Blues need a clue when rivals park the bus ...
SPEAKING after Dublin's escape-to-parity against Tyrone, Jim Gavin sounded enthused by the prospect of visiting Elverys MacHale Park next Saturday night.
"We always get a fantastic welcome there - a good pitch, a great stadium and, Mayo being a traditional team, we hopefully will get a good game of football, there's no doubt about that," he ventured.
A good game of football - and maybe with a glut of goals thrown in as a Paddy's weekend bonus - wouldn't that be a novel idea?
It's clear that if Gavin had his way, most games of Gaelic football would be played under the thrilling terms of engagement employed by his Sky Blue swashbucklers and the gung-ho Mayo of recent vintage.
But they aren't all played that way and, if this year's Allianz League is anything to go by, less and less of them are.
Notwithstanding the goals galore mayhem that was Cork/Kerry on Sunday, football has taken an undeniably negative turn this spring.
This wasn't meant to happen in the black card era, a paradigm rule shift that was supposed to usher in a brave new world of glorious non-cynicism and all-out attack.

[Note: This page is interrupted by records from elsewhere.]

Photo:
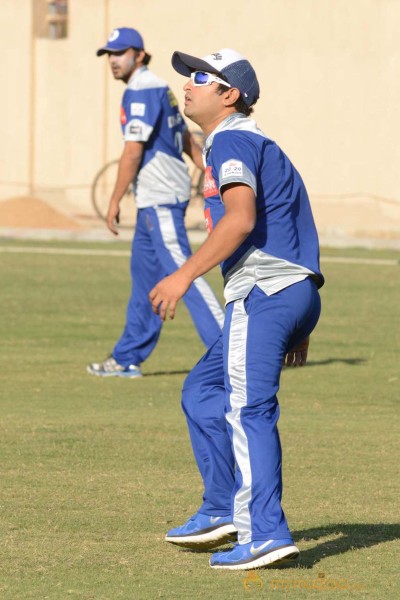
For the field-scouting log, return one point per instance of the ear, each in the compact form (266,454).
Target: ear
(231,96)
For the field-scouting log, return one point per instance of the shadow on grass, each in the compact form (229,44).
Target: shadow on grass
(350,537)
(328,361)
(159,373)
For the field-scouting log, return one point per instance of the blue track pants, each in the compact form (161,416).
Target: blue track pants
(232,410)
(160,246)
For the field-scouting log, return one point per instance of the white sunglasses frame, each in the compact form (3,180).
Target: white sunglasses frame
(211,79)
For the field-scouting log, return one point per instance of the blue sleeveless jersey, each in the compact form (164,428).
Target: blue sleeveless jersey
(150,114)
(283,248)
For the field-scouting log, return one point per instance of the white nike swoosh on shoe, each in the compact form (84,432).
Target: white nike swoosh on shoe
(254,551)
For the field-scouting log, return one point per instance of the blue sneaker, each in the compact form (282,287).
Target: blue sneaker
(255,555)
(203,532)
(110,368)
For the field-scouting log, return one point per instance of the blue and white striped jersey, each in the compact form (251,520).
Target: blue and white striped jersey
(150,114)
(283,247)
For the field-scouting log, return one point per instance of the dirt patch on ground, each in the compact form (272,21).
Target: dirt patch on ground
(28,212)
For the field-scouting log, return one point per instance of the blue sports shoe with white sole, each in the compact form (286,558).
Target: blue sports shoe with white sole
(110,368)
(203,532)
(255,555)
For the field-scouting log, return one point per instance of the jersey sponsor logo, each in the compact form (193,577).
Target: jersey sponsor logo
(232,168)
(135,129)
(138,109)
(174,120)
(172,100)
(208,219)
(210,187)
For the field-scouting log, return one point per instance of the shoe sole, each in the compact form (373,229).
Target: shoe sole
(113,374)
(274,557)
(206,540)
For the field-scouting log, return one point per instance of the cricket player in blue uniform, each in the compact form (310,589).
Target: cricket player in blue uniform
(155,135)
(262,232)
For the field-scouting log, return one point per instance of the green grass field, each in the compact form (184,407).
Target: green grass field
(93,471)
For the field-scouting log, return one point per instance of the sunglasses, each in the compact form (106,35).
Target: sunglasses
(202,78)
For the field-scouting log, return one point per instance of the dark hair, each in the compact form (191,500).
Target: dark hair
(147,57)
(240,105)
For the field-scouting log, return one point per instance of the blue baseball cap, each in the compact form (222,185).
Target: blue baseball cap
(122,39)
(228,64)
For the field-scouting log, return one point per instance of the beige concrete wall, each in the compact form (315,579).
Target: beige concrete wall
(328,71)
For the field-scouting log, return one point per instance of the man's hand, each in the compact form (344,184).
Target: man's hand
(297,357)
(165,295)
(113,217)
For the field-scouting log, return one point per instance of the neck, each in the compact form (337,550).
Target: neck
(209,125)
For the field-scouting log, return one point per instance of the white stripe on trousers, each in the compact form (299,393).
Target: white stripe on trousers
(238,398)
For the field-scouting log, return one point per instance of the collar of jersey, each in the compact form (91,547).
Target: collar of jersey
(136,73)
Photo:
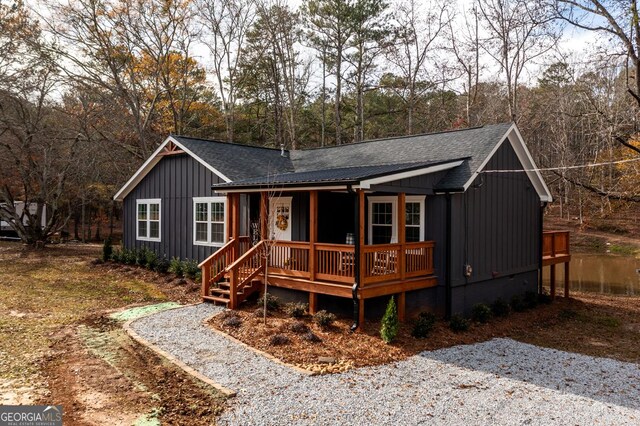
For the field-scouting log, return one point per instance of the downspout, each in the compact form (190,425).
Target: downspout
(448,254)
(356,263)
(540,242)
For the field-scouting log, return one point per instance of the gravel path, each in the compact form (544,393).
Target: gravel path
(499,382)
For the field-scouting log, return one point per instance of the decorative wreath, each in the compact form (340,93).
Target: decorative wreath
(282,222)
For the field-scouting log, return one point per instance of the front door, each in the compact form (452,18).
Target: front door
(280,217)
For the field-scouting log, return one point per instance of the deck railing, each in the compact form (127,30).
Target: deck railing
(336,262)
(555,243)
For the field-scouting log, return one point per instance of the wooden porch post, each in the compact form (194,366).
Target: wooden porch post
(264,226)
(313,238)
(359,273)
(566,279)
(402,219)
(552,281)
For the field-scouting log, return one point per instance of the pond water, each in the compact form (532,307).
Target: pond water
(599,273)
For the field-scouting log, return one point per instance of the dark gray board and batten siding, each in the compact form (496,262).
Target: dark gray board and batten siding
(495,230)
(176,180)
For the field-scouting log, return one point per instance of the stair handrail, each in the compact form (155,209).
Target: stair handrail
(206,266)
(236,282)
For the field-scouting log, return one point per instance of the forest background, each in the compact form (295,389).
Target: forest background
(90,88)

Well, so the Utopians predicted.
Back in the real world, managers and teams will do what they must to survive. The bottom line is always the top line - ie, the scoreline. Tactical trends are adopted by one and then aped by many.
We're not sure at what point it became "fashionable" to go all-out defensive again. Was it Donegal's strategic master-class against Dublin in last year's All-Ireland semi-final? Then again, this ambush came a day after Kerry had outgunned Mayo in a remarkable replay goalfest at the Gaelic Grounds.
Maybe the key tipping point was that happened next - Eamonn Fitzmaurice's realisation that Kerry couldn't beat Donegal playing the same way, hence his hold-the-line defensive orientation for the final.
As spectacles go, it was a chronic All-Ireland. But, as Gavin himself mentioned on Saturday night: "Whether it's pretty on the eye ... I suppose the All-Ireland champions don't really mind."
For the record, he wasn't speaking about Kerry and was actually talking in the context of Tyrone's ultra-defensive set-up against Dublin that night. Moreover, it should be stressed that Dublin management, players or fans didn't particularly mind when they won a torrid All-Ireland final against Mayo in 2013, finishing the game with all their subs used, with two banjaxed players on the pitch and with a late glut of cynical fouls.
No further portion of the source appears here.